Linguistics and genetics combine to propose a new hybrid theory regarding the origin of the Indo-European languages.
For over two centuries, the question of where the Indo-European languages originated has been a hotbed of contention. Two prevailing theories have recently taken center stage in this discussion: the ‘Steppe’ hypothesis, postulating that these languages originated around 6000 years ago in the Pontic-Caspian Steppe, and the ‘Anatolian’ or ‘farming’ hypothesis, which posits an earlier origin connected to early agriculture around 9000 years ago.
Previous phylogenetic investigations into the Indo-European languages have yielded contradictory results regarding the age of this language family. This discordance can be attributed to a mix of inaccuracies and inconsistencies in the datasets used in these studies, as well as constraints in the way phylogenetic methodologies have examined ancient languages.
To solve these problems, researchers from the Department of Linguistic and Cultural Evolution at the Max Planck Institute for Evolutionary Anthropology assembled an international team of over 80 language specialists to construct a new dataset of core vocabulary from 161 Indo-European languages, including 52 ancient or historical languages. This more comprehensive and balanced sampling, combined with rigorous protocols for coding lexical data, rectified the problems in the datasets used by previous studies.
Indo-European estimated to be around 8100 years old
The team used recently developed ancestry-enabled Bayesian phylogenetic analysis to test whether ancient written languages, such as Classical Latin and Vedic Sanskrit, were the direct ancestors of modern Romance and Indic languages, respectively. Russell Gray, Head of the Department of Linguistic and Cultural Evolution and senior author of the study, emphasized the care they had taken to ensure that their inferences were robust.
“Our chronology is robust across a wide range of alternative phylogenetic models and sensitivity analyses,” he stated. These analyses estimate the Indo-European family to be approximately 8100 years old, with five main branches already split off by around 7000 years ago.
These results are not entirely consistent with either the Steppe or the farming hypotheses. The first author of the study, Paul Heggarty, observed that “Recent ancient DNA data suggest that the Anatolian branch of Indo-European did not emerge from the Steppe, but from further south, in or near the northern arc of the Fertile Crescent — as the earliest source of the Indo-European family. Our language family tree topology, and our lineage split dates, point to other early branches that may also have spread directly from there, not through the Steppe.”

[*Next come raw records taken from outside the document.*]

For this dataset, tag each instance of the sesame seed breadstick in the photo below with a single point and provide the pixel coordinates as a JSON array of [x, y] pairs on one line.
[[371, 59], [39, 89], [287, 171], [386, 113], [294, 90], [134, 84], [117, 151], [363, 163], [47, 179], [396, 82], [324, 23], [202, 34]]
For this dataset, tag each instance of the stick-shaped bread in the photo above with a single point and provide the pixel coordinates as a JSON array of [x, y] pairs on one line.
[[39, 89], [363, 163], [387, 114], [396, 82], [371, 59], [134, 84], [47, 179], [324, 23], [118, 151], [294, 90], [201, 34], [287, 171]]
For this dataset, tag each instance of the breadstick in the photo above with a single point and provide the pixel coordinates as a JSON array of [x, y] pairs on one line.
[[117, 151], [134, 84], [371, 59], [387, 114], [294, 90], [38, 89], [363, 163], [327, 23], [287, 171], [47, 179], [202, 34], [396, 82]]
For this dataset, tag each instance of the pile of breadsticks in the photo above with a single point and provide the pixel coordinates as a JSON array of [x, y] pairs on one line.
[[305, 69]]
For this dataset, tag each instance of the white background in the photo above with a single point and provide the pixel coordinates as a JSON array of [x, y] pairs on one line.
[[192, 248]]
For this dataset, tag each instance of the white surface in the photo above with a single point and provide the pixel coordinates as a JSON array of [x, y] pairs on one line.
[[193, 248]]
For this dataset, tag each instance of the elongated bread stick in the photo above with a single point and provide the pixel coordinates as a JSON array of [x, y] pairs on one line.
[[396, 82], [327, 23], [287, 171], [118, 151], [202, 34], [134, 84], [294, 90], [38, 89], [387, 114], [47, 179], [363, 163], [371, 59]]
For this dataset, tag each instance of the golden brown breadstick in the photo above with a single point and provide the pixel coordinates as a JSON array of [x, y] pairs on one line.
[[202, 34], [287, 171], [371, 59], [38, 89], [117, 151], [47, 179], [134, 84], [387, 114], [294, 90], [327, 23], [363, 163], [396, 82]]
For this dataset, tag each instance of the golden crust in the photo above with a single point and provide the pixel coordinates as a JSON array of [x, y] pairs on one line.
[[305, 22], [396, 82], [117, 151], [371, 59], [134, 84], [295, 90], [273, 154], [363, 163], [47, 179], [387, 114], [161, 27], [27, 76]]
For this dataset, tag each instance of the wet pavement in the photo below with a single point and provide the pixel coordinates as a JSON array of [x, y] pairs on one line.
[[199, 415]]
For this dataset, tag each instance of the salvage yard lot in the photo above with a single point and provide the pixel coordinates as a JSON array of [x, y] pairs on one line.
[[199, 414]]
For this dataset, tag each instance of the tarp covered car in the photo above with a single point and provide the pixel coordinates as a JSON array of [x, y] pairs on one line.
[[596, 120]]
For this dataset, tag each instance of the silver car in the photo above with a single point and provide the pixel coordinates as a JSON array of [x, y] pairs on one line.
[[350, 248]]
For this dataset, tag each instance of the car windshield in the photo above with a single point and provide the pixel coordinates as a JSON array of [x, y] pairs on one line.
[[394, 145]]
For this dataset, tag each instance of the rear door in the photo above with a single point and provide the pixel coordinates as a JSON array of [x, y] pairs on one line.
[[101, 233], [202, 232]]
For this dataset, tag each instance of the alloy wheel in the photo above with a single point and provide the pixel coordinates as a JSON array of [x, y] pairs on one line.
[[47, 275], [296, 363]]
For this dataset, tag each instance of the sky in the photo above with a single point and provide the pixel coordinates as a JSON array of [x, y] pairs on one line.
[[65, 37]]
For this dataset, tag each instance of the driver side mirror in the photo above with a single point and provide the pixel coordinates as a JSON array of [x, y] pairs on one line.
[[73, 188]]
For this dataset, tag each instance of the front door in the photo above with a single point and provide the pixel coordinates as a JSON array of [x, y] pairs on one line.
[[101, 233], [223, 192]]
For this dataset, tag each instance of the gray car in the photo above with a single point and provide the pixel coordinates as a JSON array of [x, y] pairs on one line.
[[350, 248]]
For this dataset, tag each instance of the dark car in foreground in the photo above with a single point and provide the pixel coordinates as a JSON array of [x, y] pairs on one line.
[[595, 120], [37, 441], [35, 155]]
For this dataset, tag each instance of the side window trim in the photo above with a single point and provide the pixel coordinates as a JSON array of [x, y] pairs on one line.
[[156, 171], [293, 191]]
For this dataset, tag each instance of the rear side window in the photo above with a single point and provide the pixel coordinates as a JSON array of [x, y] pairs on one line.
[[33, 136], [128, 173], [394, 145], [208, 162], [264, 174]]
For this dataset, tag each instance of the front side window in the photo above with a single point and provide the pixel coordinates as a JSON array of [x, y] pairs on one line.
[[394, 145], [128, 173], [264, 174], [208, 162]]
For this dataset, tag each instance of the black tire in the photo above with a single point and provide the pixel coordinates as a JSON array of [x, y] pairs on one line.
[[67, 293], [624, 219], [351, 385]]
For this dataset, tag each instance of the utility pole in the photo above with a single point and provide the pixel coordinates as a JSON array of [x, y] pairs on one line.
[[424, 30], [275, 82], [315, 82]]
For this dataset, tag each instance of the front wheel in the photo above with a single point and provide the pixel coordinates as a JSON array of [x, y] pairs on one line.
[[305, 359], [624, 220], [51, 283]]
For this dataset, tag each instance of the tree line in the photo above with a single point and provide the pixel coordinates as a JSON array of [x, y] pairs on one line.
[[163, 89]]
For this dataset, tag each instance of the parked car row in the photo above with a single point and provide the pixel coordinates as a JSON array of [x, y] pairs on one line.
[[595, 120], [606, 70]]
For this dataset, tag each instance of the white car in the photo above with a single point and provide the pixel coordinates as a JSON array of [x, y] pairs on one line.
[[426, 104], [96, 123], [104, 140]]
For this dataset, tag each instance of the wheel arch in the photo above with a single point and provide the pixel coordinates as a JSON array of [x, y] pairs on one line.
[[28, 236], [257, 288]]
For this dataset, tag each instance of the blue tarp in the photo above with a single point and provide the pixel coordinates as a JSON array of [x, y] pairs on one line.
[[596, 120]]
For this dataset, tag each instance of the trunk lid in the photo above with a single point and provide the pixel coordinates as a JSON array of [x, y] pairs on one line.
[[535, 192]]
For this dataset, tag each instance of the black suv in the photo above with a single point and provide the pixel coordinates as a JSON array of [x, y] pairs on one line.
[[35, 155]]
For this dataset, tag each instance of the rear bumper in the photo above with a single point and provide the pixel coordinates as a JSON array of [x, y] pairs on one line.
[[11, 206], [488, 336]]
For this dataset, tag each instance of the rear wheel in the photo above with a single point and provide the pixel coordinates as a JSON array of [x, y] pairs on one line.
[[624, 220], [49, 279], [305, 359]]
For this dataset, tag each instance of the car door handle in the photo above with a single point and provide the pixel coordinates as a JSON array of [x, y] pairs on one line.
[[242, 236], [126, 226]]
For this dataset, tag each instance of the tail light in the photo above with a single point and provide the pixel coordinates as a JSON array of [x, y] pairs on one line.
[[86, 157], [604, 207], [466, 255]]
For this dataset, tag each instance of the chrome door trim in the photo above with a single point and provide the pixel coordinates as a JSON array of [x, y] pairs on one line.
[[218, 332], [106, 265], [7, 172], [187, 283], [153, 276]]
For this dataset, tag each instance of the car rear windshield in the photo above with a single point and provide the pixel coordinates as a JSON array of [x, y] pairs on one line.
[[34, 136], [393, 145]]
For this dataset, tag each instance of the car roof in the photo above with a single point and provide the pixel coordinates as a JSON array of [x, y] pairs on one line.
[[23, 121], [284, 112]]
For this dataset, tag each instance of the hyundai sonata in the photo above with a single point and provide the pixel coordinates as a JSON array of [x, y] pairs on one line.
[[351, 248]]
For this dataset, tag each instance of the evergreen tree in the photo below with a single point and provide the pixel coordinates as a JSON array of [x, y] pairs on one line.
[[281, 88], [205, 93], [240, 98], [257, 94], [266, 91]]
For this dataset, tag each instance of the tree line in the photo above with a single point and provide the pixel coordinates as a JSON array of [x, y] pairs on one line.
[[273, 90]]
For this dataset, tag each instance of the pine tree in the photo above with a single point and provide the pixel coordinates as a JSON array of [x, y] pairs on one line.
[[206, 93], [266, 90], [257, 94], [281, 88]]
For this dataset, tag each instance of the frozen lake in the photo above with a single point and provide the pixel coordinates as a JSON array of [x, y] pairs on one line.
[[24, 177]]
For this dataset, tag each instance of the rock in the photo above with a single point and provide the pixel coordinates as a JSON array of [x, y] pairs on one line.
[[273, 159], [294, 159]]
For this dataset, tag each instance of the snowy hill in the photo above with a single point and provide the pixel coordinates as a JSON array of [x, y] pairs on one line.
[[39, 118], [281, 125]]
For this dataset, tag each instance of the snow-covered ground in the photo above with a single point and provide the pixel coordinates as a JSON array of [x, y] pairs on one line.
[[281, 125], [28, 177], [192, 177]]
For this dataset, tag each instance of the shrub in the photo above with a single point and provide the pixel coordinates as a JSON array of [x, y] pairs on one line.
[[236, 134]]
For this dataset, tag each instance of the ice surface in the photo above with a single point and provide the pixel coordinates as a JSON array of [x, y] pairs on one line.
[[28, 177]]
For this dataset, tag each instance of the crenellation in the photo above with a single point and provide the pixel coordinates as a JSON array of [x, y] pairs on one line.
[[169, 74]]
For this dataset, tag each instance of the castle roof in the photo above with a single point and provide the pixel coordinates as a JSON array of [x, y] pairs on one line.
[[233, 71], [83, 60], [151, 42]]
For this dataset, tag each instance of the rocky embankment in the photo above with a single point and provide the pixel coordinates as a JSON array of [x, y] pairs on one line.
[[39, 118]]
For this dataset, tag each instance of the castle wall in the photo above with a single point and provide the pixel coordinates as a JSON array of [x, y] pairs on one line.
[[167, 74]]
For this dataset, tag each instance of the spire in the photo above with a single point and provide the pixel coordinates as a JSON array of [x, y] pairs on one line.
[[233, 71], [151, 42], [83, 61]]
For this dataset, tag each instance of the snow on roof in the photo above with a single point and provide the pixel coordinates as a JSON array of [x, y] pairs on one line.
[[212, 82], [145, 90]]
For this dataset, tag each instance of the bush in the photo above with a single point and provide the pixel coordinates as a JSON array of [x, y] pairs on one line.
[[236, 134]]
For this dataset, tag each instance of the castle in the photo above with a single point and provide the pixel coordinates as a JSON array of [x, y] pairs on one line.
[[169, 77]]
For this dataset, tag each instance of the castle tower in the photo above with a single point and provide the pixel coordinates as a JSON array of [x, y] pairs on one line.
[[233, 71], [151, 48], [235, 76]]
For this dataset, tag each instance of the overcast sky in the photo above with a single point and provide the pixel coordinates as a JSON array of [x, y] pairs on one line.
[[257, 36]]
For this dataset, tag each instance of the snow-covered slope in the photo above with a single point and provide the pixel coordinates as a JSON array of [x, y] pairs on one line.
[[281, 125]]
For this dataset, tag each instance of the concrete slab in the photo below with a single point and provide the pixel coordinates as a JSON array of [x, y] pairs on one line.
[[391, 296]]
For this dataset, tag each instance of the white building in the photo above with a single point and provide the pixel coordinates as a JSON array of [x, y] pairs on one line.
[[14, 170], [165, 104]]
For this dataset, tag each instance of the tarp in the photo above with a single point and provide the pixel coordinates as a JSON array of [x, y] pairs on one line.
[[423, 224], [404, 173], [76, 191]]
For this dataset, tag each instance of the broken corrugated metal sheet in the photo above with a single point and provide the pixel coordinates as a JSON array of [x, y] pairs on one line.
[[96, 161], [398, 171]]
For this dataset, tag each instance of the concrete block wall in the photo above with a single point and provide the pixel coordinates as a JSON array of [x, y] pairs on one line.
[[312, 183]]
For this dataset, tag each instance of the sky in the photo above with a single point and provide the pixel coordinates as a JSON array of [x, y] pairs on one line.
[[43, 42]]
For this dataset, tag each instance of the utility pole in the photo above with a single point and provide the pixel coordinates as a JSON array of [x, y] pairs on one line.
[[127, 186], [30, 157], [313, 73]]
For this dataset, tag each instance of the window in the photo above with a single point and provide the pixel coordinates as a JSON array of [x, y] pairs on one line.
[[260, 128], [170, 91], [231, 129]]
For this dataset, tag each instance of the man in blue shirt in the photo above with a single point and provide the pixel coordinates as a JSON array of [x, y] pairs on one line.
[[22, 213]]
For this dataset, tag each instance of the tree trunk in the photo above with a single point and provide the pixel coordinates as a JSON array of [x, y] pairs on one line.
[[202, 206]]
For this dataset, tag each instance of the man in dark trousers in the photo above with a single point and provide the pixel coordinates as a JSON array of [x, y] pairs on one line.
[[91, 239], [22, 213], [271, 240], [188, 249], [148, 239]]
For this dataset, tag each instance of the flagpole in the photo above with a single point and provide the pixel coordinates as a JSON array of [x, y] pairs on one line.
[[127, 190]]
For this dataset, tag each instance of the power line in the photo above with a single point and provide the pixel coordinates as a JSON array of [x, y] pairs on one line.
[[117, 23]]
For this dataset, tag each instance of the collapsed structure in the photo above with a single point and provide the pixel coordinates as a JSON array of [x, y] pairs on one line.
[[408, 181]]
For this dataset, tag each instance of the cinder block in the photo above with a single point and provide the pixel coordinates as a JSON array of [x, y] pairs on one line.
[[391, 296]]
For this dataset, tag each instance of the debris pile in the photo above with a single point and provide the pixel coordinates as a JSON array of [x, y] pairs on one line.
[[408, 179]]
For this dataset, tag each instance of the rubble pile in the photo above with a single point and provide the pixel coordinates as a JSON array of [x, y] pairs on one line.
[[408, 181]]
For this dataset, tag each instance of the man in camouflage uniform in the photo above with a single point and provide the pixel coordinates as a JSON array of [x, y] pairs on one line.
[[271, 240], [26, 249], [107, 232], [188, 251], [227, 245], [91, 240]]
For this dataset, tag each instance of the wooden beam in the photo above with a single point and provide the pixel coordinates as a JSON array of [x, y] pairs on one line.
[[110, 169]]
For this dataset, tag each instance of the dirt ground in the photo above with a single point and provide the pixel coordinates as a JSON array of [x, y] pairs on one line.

New insights from genetics and linguistics
The authors of the study, therefore, proposed a new hybrid hypothesis for the origin of the Indo-European languages, with an ultimate homeland south of the Caucasus and a subsequent branch northwards onto the Steppe, as a secondary homeland for some branches of Indo-European entering Europe with the later Yamnaya and Corded Ware-associated expansions. “Ancient DNA and language phylogenetics thus combine to suggest that the resolution to the 200-year-old Indo-European enigma lies in a hybrid of the farming and Steppe hypotheses”, remarked Gray.
Wolfgang Haak, a Group Leader in the Department of Archaeogenetics at the Max Planck Institute for Evolutionary Anthropology, summarizes the implications of the new study by stating, “Aside from a refined time estimate for the overall language tree, the tree topology and branching order are most critical for the alignment with key archaeological events and shifting ancestry patterns seen in the ancient human genome data. This is a huge step forward from the mutually exclusive, previous scenarios, towards a more plausible model that integrates archaeological, anthropological, and genetic findings.”
Reference: “Language trees with sampled ancestors support a hybrid model for the origin of Indo-European languages” by Paul Heggarty, Cormac Anderson, Matthew Scarborough, Benedict King, Remco Bouckaert, Lechosław Jocz, Martin Joachim Kümmel, Thomas Jügel, Britta Irslinger, Roland Pooth, Henrik Liljegren, Richard F. Strand, Geoffrey Haig, Martin Macák, Ronald I. Kim, Erik Anonby, Tijmen Pronk, Oleg Belyaev, Tonya Kim Dewey-Findell, Matthew Boutilier, Cassandra Freiberg, Robert Tegethoff, Matilde Serangeli, Nikos Liosis, Krzysztof Stroński, Kim Schulte, Ganesh Kumar Gupta, Wolfgang Haak, Johannes Krause, Quentin D. Atkinson, Simon J. Greenhill, Denise Kühnert and Russell D. Gray, 28 July 2023, Science.